Kazakhstan’s bilateral trade with China reached a record $44 billion in 2024. Both Xi and Tokayev welcomed the positive dynamics during their tet-a-tet meeting on Aug. 30, highlighting room for growth.
China has invested $27 billion in the Kazakh economy, with more than 6,000 companies with Chinese capital working in the country.
At the council meeting, Kazakhstan and China signed 70 agreements worth nearly $15 billion, including a framework deal between KEGOC and Energy China on the EPC contract for the North-South direct current transmission line, and a partnership between Samruk Energo and China Southern Power Grid to jointly develop a pumped-storage hydropower plant.
Kazakhstan Temir Zholy reached an agreement with CRRC on the supply of modern locomotives to renew its railway fleet, among other initiatives. KazMunayGas national oil company and CNPC agreed to double the capacity of the Shymkent oil refinery up to 12 million tons a year.
Cooperation in the digital sector
At the SCO summit, Tokayev voiced support for China’s proposals to establish a global organization for AI cooperation and pledged Kazakhstan’s contribution to the initiative. He pointed out that by 2033, the global artificial intelligence market could reach $5 trillion, accounting for up to 30% of the global tech industry.
The President also called for deeper collaboration across the digital agenda, from applying smart solutions in industry, healthcare, and logistics to developing advanced urban management systems.
“China offers Kazakhstan considerable opportunities in terms of technology transfer and the establishment of joint ventures that could help Kazakhstan move up the value chain. For example, collaboration in electronics production and cloud computing services could accelerate the modernization of Kazakhstan’s economy while creating new high-value industries,” Oyuna Baldakova, a research associate at King’s College London, told The Astana Times in a written comment.
However, there is another side to the coin. “In particular, adopting Chinese-designed smart city technologies and surveillance systems would raise questions of data security and privacy. This underscores the dual challenge for Kazakhstan: to benefit from Chinese technological expertise and investment while ensuring safeguards that protect national interests and maintain citizens’ trust,” she said.
High level of political trust
According to Baldakova, Kazakhstan occupies a vital role in China’s regional strategy.
“Since 2013, Xi Jinping has visited Kazakhstan six times, second only to Russia, underscoring Astana’s importance for Beijing.

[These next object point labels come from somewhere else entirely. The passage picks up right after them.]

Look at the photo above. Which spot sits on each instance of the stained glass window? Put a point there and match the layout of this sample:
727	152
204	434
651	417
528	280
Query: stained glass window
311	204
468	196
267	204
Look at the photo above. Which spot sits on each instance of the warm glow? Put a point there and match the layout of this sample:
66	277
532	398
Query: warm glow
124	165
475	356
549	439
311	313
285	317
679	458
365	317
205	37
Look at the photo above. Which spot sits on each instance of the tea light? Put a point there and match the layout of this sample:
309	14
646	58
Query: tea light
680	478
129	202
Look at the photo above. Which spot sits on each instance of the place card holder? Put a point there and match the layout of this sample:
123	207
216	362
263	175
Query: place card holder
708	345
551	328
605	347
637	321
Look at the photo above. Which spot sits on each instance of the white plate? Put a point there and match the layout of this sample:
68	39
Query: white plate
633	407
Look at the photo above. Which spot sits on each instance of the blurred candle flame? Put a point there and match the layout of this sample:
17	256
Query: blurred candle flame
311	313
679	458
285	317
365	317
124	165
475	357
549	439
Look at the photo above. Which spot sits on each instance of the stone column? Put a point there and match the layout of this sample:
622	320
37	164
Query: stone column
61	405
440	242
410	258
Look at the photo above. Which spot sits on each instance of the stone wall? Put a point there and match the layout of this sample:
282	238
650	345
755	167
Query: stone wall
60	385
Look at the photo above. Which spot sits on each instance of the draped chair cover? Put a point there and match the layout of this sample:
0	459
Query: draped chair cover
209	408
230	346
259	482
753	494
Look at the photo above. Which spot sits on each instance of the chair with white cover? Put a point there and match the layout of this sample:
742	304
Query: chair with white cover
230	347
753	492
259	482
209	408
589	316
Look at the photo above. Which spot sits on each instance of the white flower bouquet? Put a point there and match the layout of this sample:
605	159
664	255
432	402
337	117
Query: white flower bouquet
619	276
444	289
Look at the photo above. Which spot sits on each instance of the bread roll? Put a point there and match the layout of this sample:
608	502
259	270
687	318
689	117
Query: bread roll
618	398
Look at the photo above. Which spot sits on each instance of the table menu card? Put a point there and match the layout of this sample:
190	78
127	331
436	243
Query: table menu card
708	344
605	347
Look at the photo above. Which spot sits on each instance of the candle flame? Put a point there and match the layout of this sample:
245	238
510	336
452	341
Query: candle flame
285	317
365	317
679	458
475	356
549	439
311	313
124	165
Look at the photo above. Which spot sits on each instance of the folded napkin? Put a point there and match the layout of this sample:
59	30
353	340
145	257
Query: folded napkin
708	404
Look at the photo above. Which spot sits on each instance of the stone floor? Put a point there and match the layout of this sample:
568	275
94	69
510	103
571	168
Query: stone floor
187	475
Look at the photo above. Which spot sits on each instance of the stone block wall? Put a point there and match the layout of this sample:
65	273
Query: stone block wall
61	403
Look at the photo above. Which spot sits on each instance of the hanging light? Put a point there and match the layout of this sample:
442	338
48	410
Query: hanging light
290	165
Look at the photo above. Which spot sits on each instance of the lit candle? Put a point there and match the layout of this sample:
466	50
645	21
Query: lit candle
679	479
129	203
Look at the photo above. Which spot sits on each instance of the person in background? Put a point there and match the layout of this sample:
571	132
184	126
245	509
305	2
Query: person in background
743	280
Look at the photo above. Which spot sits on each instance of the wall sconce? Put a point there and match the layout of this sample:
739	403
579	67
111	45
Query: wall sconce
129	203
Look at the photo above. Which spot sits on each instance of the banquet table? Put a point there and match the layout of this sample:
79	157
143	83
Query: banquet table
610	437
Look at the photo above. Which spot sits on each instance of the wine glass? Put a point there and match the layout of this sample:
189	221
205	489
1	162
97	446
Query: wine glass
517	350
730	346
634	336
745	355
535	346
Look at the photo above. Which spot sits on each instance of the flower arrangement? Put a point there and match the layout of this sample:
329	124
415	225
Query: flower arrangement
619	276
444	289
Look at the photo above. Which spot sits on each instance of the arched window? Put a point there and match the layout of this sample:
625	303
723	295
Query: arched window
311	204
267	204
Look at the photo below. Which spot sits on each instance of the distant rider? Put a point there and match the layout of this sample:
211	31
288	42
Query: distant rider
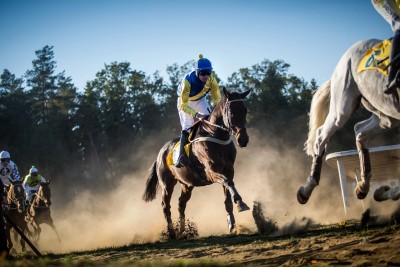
31	183
8	169
192	101
390	11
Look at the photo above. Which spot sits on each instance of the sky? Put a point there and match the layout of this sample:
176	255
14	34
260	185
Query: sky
310	35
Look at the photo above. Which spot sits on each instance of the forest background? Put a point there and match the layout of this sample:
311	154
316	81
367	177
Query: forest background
90	137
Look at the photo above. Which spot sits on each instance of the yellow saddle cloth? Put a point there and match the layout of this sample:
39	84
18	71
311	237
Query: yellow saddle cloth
174	153
376	58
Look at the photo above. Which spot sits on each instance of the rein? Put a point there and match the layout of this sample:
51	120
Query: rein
226	110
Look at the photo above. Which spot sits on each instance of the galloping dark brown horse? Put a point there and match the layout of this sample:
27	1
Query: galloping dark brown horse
211	160
39	211
16	210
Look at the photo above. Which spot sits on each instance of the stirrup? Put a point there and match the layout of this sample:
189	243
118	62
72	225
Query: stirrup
181	162
392	85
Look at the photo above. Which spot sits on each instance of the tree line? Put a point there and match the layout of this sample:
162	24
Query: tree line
89	135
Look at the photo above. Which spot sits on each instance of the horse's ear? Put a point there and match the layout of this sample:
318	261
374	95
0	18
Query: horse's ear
226	92
244	94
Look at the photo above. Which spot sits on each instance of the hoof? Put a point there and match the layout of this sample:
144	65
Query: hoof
361	194
241	206
378	195
302	199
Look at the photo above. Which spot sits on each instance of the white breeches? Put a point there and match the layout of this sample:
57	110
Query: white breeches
200	106
389	10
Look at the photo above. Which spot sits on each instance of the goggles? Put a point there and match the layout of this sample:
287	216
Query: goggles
204	73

Furthermore, in 2019, the bilateral relationship was formally upgraded to a ‘permanent comprehensive strategic partnership,’ signalling the highest level of political trust,” Baldakova said.

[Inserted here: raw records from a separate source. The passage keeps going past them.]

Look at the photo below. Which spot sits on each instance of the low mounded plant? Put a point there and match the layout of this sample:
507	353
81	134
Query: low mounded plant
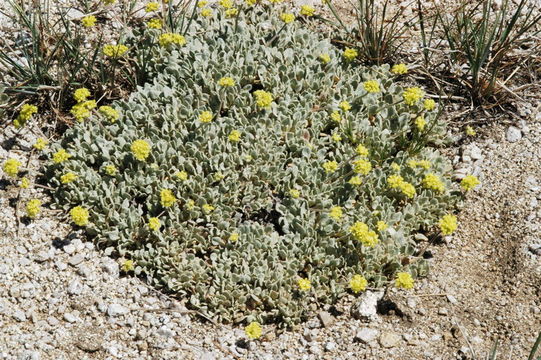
260	172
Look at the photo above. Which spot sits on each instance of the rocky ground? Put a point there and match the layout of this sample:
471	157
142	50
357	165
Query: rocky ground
61	298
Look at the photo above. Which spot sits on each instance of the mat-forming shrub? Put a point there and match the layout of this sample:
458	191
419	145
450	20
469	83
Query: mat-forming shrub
259	174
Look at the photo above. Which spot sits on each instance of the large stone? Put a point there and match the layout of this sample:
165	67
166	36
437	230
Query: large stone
365	308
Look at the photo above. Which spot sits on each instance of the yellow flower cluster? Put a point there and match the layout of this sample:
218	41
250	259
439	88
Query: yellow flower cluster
152	6
330	166
25	114
253	330
263	99
89	21
205	116
362	233
33	207
41	144
350	54
154	224
412	95
336	213
169	39
362	166
404	281
371	86
234	136
110	113
167	198
420	123
11	167
60	156
358	283
399	69
398	182
226	82
115	51
307	10
68	177
155	23
304	284
469	182
433	182
140	149
79	215
448	224
289	17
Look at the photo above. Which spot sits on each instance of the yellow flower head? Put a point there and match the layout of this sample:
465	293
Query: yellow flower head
469	182
420	123
33	207
350	54
152	6
358	283
330	166
336	213
234	136
111	114
25	183
355	180
362	233
429	104
127	266
226	4
115	51
344	105
11	167
287	18
263	99
399	69
110	170
362	150
60	156
155	23
381	226
362	166
325	58
253	330
89	21
294	193
206	12
154	224
167	198
226	82
371	86
140	149
304	284
448	224
412	95
169	39
433	182
79	215
469	131
205	116
307	10
182	175
68	177
335	116
404	281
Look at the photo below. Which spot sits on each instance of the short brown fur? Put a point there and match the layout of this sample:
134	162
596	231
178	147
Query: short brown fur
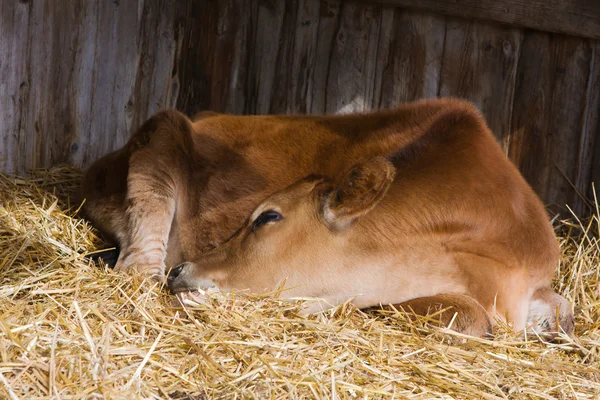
180	188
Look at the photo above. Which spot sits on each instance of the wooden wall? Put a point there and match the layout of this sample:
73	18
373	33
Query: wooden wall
77	77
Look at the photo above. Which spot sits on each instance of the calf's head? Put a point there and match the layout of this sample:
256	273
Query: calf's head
292	235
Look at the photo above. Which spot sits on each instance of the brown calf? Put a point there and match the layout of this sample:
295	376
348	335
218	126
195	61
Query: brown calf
458	221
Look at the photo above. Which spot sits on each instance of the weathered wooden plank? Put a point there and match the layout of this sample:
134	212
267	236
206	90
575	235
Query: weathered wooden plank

Baldakova, who is also a lead researcher at the European Research Council-funded DIGISILK project for Kazakhstan, views the nation’s long-standing multi-vector foreign policy as giving it the “tools to balance.”

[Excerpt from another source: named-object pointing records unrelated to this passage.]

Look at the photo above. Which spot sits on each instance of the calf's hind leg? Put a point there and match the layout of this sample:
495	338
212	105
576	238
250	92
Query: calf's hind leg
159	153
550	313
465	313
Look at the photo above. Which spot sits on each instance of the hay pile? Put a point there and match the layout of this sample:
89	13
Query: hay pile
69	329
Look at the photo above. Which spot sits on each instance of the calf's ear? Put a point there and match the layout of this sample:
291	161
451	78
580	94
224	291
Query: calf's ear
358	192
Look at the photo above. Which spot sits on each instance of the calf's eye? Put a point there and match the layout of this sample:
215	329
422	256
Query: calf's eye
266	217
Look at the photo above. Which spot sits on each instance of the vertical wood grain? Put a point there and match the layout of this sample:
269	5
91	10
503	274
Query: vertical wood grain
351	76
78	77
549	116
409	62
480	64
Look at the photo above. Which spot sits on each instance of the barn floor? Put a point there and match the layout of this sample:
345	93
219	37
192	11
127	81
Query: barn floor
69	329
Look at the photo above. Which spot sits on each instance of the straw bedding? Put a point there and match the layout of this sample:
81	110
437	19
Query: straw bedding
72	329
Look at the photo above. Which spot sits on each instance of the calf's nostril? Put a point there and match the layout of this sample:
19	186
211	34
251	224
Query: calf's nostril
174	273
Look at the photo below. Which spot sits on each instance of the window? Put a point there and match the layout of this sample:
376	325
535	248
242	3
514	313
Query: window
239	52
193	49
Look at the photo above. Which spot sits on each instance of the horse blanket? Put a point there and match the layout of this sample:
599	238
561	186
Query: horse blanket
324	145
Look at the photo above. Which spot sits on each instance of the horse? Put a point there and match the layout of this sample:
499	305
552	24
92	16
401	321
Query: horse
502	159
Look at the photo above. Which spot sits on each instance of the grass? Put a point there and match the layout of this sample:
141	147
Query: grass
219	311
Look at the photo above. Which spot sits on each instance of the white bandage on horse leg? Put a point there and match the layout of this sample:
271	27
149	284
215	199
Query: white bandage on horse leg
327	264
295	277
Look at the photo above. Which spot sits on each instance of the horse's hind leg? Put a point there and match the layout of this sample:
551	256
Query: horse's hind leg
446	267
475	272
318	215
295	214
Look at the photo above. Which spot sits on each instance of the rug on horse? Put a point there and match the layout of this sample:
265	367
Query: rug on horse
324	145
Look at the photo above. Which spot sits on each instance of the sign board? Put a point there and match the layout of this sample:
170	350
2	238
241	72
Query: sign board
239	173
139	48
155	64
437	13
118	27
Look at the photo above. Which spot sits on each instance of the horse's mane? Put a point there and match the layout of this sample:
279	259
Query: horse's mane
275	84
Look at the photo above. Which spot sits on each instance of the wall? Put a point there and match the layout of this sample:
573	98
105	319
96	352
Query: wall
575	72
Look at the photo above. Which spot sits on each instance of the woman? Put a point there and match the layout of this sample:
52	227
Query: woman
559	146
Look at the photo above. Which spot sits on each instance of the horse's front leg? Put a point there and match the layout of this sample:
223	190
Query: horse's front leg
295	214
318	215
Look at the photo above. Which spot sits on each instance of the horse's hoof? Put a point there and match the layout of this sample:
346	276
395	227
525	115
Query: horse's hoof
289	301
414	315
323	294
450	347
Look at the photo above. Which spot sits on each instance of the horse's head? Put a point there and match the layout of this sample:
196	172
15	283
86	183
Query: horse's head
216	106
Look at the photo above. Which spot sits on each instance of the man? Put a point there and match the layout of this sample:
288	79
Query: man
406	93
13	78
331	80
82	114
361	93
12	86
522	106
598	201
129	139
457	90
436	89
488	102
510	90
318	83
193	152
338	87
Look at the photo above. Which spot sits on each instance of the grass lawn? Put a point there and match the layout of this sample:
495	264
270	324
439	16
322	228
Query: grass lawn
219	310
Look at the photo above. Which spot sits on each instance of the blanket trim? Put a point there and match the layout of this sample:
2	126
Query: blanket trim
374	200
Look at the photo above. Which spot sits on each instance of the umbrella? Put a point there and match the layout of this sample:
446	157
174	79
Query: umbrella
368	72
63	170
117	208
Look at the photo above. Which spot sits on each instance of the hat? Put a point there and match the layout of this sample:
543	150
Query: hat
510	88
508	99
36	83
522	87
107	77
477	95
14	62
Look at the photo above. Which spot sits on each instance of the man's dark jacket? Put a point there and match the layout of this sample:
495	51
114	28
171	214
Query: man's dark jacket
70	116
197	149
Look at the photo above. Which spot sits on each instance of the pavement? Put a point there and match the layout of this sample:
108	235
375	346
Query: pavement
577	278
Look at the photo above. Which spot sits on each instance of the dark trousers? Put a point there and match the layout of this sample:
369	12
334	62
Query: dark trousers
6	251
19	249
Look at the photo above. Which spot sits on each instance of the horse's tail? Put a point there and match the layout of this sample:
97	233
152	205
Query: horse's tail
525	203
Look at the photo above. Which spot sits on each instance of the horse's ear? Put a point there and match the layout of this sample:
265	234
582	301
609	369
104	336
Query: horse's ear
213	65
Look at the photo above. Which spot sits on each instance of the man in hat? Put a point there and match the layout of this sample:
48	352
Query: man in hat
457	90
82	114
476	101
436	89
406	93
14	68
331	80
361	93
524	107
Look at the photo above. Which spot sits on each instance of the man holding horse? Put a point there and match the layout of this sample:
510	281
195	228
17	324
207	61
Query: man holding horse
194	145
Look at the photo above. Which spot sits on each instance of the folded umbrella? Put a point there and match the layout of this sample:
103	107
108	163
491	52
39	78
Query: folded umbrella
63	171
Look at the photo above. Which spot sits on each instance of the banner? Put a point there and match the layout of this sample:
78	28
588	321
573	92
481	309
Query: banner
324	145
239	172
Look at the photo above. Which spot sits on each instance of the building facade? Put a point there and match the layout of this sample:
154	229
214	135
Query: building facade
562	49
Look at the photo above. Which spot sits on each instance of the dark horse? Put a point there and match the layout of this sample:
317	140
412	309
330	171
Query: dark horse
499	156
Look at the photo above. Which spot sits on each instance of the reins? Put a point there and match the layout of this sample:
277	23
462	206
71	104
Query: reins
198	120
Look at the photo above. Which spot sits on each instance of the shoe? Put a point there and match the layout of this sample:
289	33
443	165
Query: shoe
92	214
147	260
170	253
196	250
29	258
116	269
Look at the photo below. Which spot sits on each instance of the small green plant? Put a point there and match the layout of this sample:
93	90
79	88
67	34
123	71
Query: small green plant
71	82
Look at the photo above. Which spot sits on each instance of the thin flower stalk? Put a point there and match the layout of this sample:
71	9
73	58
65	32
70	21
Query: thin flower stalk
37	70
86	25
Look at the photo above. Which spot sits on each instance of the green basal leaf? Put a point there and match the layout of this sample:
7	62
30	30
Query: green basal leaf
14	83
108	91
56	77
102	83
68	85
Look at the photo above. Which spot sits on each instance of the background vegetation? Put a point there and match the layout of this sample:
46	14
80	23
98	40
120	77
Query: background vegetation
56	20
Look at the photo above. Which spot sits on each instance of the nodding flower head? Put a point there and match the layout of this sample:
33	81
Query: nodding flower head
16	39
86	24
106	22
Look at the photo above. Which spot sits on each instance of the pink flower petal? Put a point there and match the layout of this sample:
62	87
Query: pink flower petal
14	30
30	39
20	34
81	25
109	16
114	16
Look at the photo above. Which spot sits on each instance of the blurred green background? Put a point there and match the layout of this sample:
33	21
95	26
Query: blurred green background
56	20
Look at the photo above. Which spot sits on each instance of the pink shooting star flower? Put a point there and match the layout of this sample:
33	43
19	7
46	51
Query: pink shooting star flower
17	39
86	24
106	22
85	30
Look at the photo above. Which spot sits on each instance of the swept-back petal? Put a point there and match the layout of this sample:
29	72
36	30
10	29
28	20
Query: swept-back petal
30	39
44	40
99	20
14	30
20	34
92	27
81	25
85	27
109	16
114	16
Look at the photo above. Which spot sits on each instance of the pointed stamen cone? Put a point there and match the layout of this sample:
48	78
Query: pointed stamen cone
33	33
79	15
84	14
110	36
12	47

“By cultivating ties not only with China but also with Russia, the EU, the US, and regional powers like Turkey, Astana seeks to avoid excessive dependence on any single actor. This approach allows Kazakhstan to welcome various Chinese initiatives while still preserving manoeuvring space,” she said.
“That said, China’s growing role in the region, especially as Russia’s influence has contracted since the start of its war in Ukraine, narrows Kazakhstan’s room for alternative choices. The nuclear power plant projects are a telling example: two of the three planned plants will be built by Chinese firms, underscoring both the scale of Chinese involvement and Kazakhstan’s potential future dependence on Chinese technology and capital in critical infrastructure,” Baldakova explains.
“The challenge for Kazakhstan is therefore less about resisting China outright and more about embedding its own priorities into Chinese-led initiatives. Astana’s success will depend on how effectively it leverages alternative partnerships and regional institutions to maintain agency,” she added.